Functions of Coenzyme Q10 Supplementation on Liver Enzymes, Markers of Systemic Inflammation, and Adipokines in Patients Affected by Nonalcoholic Fatty Liver Disease: A Double-Blind, Placebo-Controlled, Randomized Clinical Trial.
J Am Coll Nutr. 2015 Jul 9:1-8. Epub 2015 Jul 9. PMID: 26156412
BACKGROUND: Nonalcoholic fatty liver disease (NAFLD) is a chronic liver disorder related to inflammation. Coenzyme Q10 (CoQ10) is a natural compound that has recently been considered as an anti-inflammatory factor. In the current study we aimed to evaluate the effects of CoQ10 supplementation on liver enzymes, inflammation status, and adipokines in patients with NAFLD.

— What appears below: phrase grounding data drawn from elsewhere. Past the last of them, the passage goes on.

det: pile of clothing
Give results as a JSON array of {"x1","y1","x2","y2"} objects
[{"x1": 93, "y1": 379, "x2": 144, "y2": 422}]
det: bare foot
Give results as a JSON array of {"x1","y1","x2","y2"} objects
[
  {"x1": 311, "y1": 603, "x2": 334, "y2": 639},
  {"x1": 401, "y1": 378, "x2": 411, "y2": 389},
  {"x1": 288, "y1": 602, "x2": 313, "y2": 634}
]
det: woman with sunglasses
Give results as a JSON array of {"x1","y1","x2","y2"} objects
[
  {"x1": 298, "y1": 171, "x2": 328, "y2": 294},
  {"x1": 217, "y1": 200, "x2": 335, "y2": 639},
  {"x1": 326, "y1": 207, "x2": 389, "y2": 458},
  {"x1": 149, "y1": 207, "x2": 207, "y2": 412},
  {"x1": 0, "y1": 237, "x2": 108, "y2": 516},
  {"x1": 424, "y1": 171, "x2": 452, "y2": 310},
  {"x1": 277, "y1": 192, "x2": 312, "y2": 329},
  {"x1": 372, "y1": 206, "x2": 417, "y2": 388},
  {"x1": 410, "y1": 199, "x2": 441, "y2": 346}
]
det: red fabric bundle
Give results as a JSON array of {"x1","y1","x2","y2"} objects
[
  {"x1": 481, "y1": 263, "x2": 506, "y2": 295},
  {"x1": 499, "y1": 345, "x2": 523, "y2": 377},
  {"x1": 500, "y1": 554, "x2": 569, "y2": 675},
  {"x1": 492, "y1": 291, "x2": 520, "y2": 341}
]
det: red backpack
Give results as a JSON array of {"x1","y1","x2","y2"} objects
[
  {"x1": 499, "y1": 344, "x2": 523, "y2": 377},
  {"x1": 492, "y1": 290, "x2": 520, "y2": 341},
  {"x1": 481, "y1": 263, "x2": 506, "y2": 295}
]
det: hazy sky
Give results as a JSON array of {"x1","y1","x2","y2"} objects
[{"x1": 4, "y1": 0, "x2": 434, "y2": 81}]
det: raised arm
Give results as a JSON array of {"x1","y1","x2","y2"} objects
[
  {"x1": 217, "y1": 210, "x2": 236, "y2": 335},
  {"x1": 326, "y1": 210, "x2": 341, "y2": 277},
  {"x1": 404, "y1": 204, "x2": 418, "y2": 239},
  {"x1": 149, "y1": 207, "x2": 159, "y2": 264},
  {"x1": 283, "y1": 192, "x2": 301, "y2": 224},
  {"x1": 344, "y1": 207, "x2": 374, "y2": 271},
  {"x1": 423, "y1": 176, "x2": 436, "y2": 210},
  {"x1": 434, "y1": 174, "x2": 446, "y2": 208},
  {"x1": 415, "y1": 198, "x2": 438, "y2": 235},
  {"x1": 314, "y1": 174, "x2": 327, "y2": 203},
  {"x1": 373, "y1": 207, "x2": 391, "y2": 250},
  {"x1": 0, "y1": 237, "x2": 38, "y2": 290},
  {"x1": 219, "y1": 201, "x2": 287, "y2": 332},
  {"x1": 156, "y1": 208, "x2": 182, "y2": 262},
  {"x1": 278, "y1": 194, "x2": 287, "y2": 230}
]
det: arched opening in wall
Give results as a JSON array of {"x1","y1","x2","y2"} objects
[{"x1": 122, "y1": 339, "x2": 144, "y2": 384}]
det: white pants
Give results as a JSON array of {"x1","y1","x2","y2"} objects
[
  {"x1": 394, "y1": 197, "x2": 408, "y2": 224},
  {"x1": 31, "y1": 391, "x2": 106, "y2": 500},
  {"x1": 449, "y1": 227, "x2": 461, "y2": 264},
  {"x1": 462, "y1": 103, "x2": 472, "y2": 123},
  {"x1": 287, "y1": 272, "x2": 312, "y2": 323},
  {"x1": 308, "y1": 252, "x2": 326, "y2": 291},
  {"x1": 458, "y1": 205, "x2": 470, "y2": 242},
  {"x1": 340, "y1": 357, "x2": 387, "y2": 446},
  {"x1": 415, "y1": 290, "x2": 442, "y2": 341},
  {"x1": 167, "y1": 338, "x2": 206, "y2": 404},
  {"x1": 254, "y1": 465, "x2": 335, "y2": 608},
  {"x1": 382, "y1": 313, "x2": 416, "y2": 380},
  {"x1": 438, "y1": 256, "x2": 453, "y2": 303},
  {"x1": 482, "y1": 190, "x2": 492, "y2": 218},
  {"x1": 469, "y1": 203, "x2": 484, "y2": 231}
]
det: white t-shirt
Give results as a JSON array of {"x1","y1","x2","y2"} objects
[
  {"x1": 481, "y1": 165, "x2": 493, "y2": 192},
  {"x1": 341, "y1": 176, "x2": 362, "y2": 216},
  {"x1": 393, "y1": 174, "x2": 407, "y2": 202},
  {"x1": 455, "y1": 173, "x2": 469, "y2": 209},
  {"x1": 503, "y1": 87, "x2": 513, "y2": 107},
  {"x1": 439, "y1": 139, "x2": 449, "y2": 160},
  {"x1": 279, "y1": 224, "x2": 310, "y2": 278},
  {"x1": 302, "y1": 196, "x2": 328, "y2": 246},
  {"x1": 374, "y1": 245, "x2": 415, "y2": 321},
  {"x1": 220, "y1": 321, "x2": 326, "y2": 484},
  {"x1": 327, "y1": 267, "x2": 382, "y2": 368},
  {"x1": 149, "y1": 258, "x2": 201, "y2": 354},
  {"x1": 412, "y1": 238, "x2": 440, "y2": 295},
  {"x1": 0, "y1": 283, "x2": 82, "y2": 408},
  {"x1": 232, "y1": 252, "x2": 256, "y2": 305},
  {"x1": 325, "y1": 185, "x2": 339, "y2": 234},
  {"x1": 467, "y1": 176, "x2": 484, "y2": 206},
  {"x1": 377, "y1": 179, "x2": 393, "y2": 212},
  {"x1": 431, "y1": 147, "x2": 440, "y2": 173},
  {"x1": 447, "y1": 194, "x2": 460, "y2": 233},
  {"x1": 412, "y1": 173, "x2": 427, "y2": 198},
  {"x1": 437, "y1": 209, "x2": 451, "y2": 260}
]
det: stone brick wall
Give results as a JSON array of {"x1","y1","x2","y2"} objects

METHODS: Forty-one subjects with NAFLD participated in the current randomized, double-blind, placebo-controlled trial. The participants were randomly divided into 2 groups: one group received CoQ10 capsules (100 mg once a day) and the other received placebo for 12 weeks. Blood samples of each patient were taken before and after the 12-week intervention period for measurement of liver aminotransferases, inflammatory biomarkers, and adipokines (adiponectin and leptin).
RESULTS: Taking 100 mg CoQ10 supplement daily resulted in a significant decrease in liver aminotransferases (aspartate aminotransferase [AST] and gamma-glutamyl transpeptidase [GGT]), high-sensitivity C-reactive protein (hs-CRP), tumor necrosis factor α, and the grades of NAFLD in the CoQ10 group in comparison to the control group (p<0.05). In addition, patients who received CoQ10 supplement had higher serum levels of adiponectin (p = 0.016) and considerable changes in serum leptin (p = 0.053). However, no significant changes occurred in serum levels of interleukin-6 in both groups.
CONCLUSION: The present study suggested that CoQ10 supplement at a dosage of 100 mg could be effective for improving the systemic inflammation and biochemical variables in NAFLD.